I'd argue the Ponomariov-Carlsen graph is quite good. It shows far better chances for black than white for some moves. And would likely show even more by setting calibration elo.

@RwSF75 said in #3:
> I don't think Lichess's graphs are centipawn, I think they are WDL too.
> They are most likely using the same model they use to determine blunders and how the eval bar should be filled.
> This means that it is damped by this model, which says that a player needs an eval of +3 to have a 50% chance of winning.
>
> If on the other hand you use Stockfish's built in WDL model which determines that a player needs an eval of +1 to have a 50% chance of winning you get much different charts which look wild just like Leela's does.
> imgur.com/a/gUmscVD
+3 doesn't sound right. IIRC it was 1.x measured with some version of SF.
SF's WDL model also gives fairly nice graphs, but it has a few limitations that Leela's doesn't. It is sharper than Lc0's because of the higher strength of fishtest LTC games compared to leela training games, and has no configuration to change it. Also SF's WDL model has no direct way to distinguish between a dead draw 0.00 and a fighting 0.00 (other than ply in most versions, or material in the latest dev).

RwSF75

@Craftyawesome said in #4:
> +3 doesn't sound right. IIRC it was 1.x measured with some version of SF.

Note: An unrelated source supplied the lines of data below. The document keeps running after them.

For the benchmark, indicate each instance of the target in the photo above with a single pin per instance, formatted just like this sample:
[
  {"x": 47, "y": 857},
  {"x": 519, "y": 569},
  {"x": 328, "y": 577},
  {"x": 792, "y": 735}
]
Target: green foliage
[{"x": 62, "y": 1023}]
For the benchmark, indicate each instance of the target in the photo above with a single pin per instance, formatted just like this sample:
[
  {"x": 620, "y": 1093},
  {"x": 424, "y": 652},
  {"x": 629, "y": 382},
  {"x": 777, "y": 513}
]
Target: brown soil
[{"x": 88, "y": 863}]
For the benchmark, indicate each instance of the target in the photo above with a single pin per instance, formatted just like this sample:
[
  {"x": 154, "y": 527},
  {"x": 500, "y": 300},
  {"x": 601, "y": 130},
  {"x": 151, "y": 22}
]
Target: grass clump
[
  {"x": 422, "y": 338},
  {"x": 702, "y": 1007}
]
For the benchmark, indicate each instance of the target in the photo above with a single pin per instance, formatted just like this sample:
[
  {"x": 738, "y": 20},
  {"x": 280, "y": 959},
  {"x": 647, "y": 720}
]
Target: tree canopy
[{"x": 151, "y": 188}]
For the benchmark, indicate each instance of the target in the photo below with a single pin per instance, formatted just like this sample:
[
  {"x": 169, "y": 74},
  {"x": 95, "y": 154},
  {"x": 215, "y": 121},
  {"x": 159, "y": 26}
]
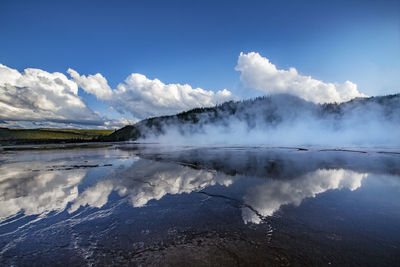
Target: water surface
[{"x": 153, "y": 205}]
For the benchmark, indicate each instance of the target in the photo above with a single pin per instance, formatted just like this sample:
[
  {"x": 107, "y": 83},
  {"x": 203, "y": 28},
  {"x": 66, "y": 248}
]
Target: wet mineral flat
[{"x": 234, "y": 206}]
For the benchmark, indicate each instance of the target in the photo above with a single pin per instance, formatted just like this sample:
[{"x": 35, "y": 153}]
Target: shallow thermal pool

rawWinningChances(300) returns 50%
The model they use is based on Lichess 2300+ Elo rated rapid games from June 2022.

lichess.org/page/accuracy
github.com/lichess-org/lila/blob/038ad6281e1456def0cef78a2f8c0f5457953093/ui/ceval/src/winningChances.ts#L5-L11
github.com/lichess-org/lila/pull/11148

Craftyawesome

@RwSF75 said in #5:
> rawWinningChances(300) returns 50%
> The model they use is based on Lichess 2300+ Elo rated rapid games from June 2022.
>
> lichess.org/page/accuracy
> github.com/lichess-org/lila/blob/038ad6281e1456def0cef78a2f8c0f5457953093/ui/ceval/src/winningChances.ts#L5-L11
> github.com/lichess-org/lila/pull/11148
Huh, I guess you're right. Maybe I thought they were using internal units and not centipawns?

dboing

edited

I agree that in the limit of estimation processes involved in machine statistics about chess, the WDL has more information than estimates over specific engine tournament pools dominated by centipawn born technology.

In theory.

GnocchiPup

How were the WDL graphs made? Nibbled?

GnocchiPup

edited

As for lichess graphs, these aren't WDL
They're more like W + 50%D.

We have no idea about the draw%.
Let's say Lichess gives 50%, it could mean 50% white win 50% black win or 100% draw or anywhere in between.

dboing

#10

too late to edit. I am also hopeful that the centipawn born engines will scout behind for feature sets that can become interpretable.... while they try to fit to the engine tournament formats and usual computer cost constraints.